Written on: September 8, 2017
What to write about in early September. Labor Day. Hurricanes and floods. Climate change and the Paris Accord — or not? Refugees. DACA’s “Dreamers.” Threats from North Korea. Terrorists everywhere. Racism, white supremacy, violence stemming from hate. Whatever we choose to focus on, our perspective is to be a perspective of faith. So what about faith?
Some years ago, I read the book “When Bad Things Happen to Good People” by Rabbi Harold Kushner. It is a monumental faith-changer of a book and I remember being both consoled and shocked to agree with so much of what Rabbi Kushner wrote. I belong to a women’s religious community, i.e. I am a Catholic nun.
Not the same nun I was when I came to this community when I was 19, but still a nun, and happy that I found the Grey Nuns of the Sacred Heart, a perfect “fit” for me for more than 50 years.
But we Grey Nuns came in all shapes and conditions and so did our faith and none of that is unchanging.
My faith was shaken when I read Kushner’s reflections but it was also expanded, deepened, I guess. Where some sisters (and some of you, no doubt) pray for intervention from God about every aspect of life – finding a parking place, having good weather for the picnic, being cured of cancer or restored to mobility after an accident — I pray to know that God is there, no matter what.
With Kushner, my faith tells me God is no more responsible for the death of those children in Houston’s flood than He/She is responsible for the fact that some towns, some streets, some houses were spared. What I believe is that God was there, is there — for all of it.
One of our residents where I work with survivors of sexual exploitation and human trafficking asked me how the flood in Houston squared with God’s rainbow promise in the Book of Genesis that he would,”never again allow the Earth to be flooded.” My response was inadequate, I am certain, and I probably said more than she needed to hear about the fact that those writers would not have known territory beyond their limited horizons or how humans sometimes make nature’s phenomena much worse (by putting down asphalt where a marsh is needed, for example, or by building homes in a flood plain).
What she wanted to know is if God made the flood happen, if God could have kept that from happening, if the God of our day is as powerful as the God of Noah’s time.
I was careful not to try to answer. (Note that many scripture scholars, unlike movie producers, read the Noah story as figurative — not that there never was a flood, but rather that there are flood narratives in many ancient civilizations and ours is written, we believe, inspired by the Holy One, to teach us about sin and righteousness and saving grace).
Sunday morning I heard a reading from the Christian scriptures in which Jesus tells his followers that he will have to go to Jerusalem and suffer torture and be put to death. The disciples are, of course, horrified.
One of them, Peter, tells Jesus that this must not happen. Jesus emphatically corrects and assures Peter that somehow this has to happen. Many Christians hear this as “God’s will.” I believe, however, that what Jesus meant was that he could not stop preaching what he was preaching and that this would necessarily bring him into conflict with the authorities who would find a way to get rid of him.
This Jesus tells his followers to embrace suffering as an inevitable part of life (take up your cross) but to trust that God is there for us, and that somehow, like Jesus, we will be brought through the storm — “raised” by God, by life.
Of course, I am very good at being ambivalent. I do pray that my niece will be able to stay clean and sober forever and I do pray that refugees and immigrants will find welcome in American hearts. Even though I hedge a little about what I think God has the power to do, I believe that somehow prayers help — that they serve to bring us close to those for whom we pray and closer, too, to the God to whom we direct our prayers.

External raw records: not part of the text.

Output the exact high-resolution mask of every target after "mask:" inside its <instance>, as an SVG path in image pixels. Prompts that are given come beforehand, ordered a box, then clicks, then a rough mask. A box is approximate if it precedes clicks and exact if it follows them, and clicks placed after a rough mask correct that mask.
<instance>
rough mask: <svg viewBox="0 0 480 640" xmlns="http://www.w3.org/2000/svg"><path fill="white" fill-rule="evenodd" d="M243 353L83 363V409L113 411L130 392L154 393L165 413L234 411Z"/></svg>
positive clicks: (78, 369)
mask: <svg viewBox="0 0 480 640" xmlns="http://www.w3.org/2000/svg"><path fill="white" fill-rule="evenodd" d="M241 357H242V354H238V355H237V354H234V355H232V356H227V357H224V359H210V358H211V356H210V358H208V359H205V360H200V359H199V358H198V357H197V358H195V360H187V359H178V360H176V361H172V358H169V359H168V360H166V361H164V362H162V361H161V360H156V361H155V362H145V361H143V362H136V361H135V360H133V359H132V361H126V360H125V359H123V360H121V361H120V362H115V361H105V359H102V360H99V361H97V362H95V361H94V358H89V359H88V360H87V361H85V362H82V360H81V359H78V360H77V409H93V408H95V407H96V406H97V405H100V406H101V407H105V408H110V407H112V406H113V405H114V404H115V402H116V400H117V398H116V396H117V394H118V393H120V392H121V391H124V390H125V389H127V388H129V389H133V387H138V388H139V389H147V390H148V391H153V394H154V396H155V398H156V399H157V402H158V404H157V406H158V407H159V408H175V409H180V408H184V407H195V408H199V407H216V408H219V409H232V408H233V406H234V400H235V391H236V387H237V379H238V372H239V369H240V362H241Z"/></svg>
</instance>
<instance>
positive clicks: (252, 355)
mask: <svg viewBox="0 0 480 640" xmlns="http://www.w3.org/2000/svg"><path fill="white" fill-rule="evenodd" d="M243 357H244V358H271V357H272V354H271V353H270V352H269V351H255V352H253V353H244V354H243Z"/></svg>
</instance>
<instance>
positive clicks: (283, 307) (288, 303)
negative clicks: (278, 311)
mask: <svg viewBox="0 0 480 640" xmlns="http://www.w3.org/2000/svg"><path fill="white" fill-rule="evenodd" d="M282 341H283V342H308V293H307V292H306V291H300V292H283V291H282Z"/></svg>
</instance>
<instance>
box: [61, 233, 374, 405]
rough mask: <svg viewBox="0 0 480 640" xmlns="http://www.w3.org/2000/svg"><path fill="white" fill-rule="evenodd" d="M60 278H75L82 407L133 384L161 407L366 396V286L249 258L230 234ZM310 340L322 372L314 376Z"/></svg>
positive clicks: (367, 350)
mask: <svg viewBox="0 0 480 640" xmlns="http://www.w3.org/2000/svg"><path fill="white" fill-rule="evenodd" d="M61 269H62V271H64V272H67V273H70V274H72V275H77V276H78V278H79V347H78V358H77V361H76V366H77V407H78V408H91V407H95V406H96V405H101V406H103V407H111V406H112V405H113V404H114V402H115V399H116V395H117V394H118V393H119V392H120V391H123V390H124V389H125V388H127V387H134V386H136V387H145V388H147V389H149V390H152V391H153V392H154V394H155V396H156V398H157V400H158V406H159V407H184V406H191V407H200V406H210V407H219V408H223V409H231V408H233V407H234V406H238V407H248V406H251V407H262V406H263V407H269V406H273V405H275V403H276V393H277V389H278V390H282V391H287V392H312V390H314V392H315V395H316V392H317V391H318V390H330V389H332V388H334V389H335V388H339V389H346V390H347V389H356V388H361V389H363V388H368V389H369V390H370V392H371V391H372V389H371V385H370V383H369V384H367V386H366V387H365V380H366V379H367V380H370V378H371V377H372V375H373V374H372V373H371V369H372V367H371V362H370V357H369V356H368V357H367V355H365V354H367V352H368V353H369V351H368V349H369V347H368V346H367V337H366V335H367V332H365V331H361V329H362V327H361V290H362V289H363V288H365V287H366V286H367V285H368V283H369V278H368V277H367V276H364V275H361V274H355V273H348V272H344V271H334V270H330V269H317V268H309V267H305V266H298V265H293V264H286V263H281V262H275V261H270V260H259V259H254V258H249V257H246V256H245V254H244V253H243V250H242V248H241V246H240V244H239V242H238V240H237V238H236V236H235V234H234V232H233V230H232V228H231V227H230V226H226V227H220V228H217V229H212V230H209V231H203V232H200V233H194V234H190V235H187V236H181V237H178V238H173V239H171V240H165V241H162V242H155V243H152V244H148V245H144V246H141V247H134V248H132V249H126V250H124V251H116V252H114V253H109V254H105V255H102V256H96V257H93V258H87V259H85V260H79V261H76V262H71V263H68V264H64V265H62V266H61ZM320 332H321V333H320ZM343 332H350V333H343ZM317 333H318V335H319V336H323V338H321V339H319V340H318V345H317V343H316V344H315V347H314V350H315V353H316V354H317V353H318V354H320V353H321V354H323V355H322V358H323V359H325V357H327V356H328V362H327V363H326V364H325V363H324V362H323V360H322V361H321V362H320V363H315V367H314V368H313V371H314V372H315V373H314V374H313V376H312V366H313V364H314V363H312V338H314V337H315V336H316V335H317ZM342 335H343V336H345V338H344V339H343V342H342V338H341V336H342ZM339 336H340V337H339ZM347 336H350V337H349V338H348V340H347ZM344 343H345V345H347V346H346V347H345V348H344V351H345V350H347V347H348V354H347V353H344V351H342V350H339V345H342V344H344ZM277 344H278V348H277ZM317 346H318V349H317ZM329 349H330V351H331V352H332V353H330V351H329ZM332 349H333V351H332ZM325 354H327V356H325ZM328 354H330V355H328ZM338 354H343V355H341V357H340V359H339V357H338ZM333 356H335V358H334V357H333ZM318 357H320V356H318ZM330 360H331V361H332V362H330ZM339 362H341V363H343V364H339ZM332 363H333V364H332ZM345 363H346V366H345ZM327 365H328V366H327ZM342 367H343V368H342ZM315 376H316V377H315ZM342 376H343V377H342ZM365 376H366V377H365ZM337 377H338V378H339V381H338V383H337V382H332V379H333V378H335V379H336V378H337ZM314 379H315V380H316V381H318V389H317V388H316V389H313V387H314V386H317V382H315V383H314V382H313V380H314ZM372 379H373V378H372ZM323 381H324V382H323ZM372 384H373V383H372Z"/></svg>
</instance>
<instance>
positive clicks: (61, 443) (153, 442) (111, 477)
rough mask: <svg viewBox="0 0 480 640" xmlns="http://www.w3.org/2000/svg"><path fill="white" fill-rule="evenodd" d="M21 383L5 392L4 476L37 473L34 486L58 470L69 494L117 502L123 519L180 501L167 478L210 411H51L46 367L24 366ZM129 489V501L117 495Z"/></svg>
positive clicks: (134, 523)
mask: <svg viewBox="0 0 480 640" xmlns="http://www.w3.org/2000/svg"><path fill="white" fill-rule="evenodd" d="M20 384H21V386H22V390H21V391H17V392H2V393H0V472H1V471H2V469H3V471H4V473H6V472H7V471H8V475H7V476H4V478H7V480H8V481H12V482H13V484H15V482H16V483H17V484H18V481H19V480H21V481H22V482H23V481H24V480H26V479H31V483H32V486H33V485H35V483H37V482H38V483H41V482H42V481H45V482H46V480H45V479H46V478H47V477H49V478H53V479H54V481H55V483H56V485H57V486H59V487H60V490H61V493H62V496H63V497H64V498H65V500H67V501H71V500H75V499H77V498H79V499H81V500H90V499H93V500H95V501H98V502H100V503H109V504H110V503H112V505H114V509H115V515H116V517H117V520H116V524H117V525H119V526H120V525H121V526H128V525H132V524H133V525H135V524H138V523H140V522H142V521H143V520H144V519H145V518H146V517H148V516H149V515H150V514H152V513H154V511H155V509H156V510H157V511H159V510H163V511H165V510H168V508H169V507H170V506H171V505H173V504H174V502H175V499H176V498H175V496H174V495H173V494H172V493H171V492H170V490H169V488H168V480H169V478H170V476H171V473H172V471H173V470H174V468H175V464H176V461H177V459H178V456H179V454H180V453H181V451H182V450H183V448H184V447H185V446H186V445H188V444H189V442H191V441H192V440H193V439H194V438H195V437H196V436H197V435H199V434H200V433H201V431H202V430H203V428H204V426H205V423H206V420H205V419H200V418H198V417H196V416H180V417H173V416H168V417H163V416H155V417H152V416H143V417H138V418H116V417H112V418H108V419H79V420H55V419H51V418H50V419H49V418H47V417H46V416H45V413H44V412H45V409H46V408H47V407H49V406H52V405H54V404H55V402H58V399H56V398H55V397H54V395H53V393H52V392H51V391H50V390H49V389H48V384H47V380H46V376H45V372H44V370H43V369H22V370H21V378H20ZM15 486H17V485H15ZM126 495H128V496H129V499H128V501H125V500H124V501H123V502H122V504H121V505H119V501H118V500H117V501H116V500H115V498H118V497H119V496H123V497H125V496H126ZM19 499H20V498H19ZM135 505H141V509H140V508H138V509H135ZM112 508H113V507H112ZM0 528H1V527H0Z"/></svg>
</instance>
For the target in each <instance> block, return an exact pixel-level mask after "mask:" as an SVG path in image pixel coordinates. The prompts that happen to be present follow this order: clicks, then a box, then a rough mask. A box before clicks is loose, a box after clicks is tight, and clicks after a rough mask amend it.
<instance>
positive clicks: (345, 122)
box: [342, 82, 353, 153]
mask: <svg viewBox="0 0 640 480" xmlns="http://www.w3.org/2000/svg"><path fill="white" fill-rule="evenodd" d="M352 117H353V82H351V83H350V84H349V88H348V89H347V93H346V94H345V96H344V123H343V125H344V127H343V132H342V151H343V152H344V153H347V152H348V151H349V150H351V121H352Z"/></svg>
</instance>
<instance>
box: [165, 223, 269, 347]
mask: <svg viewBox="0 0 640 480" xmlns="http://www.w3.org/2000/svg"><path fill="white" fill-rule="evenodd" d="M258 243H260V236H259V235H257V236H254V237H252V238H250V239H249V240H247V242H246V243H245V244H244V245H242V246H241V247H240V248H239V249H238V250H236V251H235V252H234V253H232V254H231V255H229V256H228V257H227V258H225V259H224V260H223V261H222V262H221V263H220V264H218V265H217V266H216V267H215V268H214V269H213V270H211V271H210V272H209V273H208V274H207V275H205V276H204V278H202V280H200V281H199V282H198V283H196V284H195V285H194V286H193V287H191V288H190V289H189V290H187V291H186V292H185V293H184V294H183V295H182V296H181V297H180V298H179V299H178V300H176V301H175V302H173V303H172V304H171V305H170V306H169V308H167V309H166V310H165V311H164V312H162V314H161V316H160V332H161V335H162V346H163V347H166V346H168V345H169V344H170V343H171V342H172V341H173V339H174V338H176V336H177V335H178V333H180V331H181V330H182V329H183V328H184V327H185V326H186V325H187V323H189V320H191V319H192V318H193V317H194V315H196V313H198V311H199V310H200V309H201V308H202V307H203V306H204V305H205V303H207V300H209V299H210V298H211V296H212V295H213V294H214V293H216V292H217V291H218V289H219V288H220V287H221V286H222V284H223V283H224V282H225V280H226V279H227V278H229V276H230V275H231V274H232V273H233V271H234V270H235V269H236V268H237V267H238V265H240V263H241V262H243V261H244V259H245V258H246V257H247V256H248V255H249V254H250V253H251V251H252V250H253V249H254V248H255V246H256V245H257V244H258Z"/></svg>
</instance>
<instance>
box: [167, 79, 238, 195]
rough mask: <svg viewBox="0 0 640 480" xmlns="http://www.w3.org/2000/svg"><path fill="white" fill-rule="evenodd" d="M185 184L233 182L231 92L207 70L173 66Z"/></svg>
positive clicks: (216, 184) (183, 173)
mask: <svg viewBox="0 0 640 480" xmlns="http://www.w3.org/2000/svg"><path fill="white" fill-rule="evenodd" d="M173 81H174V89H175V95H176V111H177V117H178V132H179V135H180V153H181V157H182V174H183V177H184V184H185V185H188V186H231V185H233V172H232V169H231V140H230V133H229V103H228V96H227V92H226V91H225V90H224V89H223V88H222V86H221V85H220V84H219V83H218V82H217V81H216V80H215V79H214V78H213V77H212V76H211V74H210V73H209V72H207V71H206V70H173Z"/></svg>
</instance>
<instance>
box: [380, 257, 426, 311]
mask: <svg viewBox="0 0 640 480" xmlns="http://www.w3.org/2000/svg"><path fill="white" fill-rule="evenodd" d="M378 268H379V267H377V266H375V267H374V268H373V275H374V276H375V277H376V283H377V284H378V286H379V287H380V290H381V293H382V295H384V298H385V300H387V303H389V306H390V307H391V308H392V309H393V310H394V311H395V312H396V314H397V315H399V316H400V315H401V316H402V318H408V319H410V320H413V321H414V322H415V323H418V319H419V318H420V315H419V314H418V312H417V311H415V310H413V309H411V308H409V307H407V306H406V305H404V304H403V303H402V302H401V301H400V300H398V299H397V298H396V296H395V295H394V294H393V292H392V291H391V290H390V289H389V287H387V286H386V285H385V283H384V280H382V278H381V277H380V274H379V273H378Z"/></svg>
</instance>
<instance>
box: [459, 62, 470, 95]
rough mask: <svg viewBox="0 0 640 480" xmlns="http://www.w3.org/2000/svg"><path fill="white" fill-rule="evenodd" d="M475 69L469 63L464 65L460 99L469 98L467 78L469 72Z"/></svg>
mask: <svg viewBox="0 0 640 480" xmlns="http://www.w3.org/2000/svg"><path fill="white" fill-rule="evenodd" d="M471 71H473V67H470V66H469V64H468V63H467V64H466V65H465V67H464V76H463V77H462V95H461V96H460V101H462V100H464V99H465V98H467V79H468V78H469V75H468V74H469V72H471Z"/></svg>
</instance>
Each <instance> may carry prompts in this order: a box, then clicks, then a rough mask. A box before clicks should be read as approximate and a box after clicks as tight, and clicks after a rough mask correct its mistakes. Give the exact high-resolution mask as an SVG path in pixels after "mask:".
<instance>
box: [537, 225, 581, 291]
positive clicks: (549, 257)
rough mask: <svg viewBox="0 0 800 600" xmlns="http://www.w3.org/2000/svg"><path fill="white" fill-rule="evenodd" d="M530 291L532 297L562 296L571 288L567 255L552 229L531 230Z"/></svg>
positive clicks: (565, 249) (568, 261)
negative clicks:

I just don’t want to blame God for awful things that happen or say to another niece that it was “God’s will” that her son died. No, it wasn’t. I believe God was there with Jimmy when he was dying and he is there with my niece and her husband while they grieve. I believe God is there in the flood waters with those who can never return to their homes and also with those who have lost loved ones. I believe God grieves with all those who grieve and that God is angry with all the hatred and violence human beings spread.
But, I don’t see God as all powerful. Is this blasphemy? Or, is it the evolution of faith in a person who believes that God is all love and everywhere longing for us to be all loving, too. A God of influence but not, perhaps, divine intervention.
I’m still praying about this.
What do you believe? How has your faith changed since you were young? How does it sustain you now?
Sister Eileen White, GNSH, is a member of the Grey Nuns of the Sacred Heart
This article is republished here with the permission of the Bucks County Courier Times. Sister Eileen is a frequent contributor and we are pleased to share her insight (and her insightful questions) with you here!
Sister Eileen White ministers at Dawn’s Place, a collaborative housing effort on the part of numerous religious congregations of both women and men from the Philadelphia area. Dawn’s Place is a safe shelter for those who have been victims of human trafficking and the sex trade.